Now, what happens with this code?

    int x;
    int y;
    int z;
    
    x = 10;
    x = 20;
    y = x;
    z = x;

One answer is the same as the above. Another valid answer is:

    the constant 20 is written to x
    the constant 20 is written to y
    the constant 20 is written to z

Why? Because x is not used between the two assignments, so the first will never be seen. Also, x is not used between it's assignment and the assignment to y, so the compiler can do constant propagation.

All volatile does it tell the compiler "all writes must happen, and no caching of reads".

Understood but we're talking about different things I think (though this is very much not my area).

You're saying volatile is acting as a kind of memory barrier instruction for the compiler - got it. But I'm saying I understand that at the CPU level, just considering x86 instructions, writes don't have to be forced to RAM, despite a common assumption that they are; they can remain in caches. See johntb86's reply confirming this.

> Now describe everything that might occur during the execution of this statement.

fun fact: either swap+loopback devices+FUSE/network filesystems or userfaultfd means arbitrary userspace code execution including IO to remote machines might occur.
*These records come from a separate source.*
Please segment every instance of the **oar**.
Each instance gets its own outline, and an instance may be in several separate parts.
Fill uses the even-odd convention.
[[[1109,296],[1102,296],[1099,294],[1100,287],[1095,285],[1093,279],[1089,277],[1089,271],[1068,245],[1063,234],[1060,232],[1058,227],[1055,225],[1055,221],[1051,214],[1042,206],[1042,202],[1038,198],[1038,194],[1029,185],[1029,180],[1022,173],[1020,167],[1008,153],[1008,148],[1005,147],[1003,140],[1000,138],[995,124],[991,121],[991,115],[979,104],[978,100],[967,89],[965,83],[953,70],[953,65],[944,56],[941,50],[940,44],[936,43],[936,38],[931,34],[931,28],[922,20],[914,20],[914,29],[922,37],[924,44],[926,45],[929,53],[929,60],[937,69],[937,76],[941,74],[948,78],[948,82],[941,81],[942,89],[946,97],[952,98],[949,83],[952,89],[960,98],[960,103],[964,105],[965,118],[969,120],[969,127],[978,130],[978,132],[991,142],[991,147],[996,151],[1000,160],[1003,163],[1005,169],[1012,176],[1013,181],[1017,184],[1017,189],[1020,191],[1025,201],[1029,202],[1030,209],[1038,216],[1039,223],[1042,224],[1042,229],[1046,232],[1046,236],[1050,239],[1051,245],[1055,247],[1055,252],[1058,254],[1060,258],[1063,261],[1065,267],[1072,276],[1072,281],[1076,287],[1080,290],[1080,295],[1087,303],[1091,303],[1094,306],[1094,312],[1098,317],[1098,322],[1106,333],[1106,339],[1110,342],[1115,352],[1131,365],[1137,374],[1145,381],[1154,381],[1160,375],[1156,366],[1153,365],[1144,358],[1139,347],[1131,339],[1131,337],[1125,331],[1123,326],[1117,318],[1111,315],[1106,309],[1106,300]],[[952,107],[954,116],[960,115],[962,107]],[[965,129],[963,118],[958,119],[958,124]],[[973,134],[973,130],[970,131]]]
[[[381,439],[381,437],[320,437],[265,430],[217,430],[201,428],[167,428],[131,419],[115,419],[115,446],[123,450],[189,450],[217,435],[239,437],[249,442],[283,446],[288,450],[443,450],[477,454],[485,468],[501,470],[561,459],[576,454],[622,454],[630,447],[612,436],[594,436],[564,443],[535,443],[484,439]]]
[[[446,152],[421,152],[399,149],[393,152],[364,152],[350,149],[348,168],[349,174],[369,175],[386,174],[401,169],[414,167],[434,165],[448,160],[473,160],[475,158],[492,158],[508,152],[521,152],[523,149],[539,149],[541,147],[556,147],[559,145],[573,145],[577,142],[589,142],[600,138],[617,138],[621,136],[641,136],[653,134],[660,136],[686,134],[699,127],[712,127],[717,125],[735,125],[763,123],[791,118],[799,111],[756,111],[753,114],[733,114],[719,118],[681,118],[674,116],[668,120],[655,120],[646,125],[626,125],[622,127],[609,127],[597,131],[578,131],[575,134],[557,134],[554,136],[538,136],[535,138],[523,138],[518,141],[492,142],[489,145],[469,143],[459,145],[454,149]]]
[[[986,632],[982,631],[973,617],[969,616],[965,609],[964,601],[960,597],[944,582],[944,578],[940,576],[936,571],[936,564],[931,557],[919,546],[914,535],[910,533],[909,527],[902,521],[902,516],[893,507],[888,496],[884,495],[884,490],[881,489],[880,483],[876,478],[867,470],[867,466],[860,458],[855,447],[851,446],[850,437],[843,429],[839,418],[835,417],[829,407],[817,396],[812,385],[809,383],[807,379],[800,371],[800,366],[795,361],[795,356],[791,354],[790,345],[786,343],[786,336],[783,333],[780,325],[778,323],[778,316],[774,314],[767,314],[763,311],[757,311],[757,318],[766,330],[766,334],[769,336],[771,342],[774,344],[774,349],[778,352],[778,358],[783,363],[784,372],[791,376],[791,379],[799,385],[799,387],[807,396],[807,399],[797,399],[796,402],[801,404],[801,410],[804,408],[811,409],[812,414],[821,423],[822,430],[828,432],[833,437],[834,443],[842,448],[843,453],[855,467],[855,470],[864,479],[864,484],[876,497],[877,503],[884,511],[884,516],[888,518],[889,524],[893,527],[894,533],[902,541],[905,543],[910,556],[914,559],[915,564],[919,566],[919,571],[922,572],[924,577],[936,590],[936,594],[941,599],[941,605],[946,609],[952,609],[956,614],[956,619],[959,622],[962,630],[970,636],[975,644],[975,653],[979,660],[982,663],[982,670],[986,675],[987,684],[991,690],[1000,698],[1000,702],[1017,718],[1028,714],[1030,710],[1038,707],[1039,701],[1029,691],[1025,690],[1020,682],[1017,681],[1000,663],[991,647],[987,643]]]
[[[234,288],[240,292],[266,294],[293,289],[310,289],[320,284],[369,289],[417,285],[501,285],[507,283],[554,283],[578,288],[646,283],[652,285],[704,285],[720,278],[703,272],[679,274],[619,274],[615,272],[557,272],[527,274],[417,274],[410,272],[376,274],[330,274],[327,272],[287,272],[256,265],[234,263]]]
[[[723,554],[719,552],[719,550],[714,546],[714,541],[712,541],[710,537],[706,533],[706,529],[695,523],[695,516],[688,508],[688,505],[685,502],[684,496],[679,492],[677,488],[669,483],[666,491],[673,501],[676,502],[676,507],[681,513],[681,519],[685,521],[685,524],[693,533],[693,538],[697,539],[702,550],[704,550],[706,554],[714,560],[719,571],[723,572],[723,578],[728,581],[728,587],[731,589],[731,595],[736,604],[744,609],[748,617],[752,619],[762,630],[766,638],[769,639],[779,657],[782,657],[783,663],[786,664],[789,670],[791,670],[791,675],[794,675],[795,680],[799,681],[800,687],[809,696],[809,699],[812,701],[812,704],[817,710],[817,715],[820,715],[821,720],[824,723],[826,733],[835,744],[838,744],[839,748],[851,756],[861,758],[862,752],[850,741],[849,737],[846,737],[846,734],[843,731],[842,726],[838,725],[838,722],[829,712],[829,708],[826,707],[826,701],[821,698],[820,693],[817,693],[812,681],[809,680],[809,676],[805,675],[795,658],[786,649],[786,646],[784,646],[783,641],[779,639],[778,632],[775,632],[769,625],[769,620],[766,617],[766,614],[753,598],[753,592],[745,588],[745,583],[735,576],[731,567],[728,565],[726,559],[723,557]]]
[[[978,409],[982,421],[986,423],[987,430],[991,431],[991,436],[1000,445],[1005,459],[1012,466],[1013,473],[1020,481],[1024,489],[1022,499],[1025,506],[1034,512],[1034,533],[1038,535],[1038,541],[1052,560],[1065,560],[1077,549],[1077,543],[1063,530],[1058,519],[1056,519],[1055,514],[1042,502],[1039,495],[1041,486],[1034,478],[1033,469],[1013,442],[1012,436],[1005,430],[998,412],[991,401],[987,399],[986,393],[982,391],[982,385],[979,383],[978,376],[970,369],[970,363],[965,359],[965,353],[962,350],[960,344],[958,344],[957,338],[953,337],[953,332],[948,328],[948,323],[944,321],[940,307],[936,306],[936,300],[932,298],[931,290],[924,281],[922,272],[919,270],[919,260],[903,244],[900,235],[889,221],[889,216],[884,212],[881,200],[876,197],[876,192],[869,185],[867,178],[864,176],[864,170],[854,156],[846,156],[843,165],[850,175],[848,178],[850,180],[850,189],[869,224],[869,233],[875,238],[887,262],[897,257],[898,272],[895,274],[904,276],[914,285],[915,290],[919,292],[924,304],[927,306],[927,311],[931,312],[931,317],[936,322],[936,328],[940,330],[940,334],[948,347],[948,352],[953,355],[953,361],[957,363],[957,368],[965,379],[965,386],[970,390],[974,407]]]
How does volatile bypass, for example, a TLB lookup or miss?

I didn't write the slides myself, but I think the implication is that the TLB is not consulted at all and the physical address is resolved again for every memory access. Of course, this is compiler / architecture / OS dependent though, so YMMV. The point is mostly to convey "lots of stuff you probably didn't consider is going on in the background and may have a nontrivial impact on parallelism."

> I think the implication is that the TLB is not consulted at all

This is not true.

Could you clarify? I am merely a student of that class and we didn't discuss TLBs in detail so I'm all ears for details.

On an architecture with virtual protected memory (the one being described in the slides) there is no compiler control over the TLB. There is no mechanism for the compiler to bypass it. It isn't the semantics in theory or in practice for volatile to bypass almost anything on that list you have for the non-volatile case. It just isn't true. There must be some misunderstanding somewhere that is only clarified viva voce.

If you are still in the class I'd love to hear a clarification - maybe I'm wrong!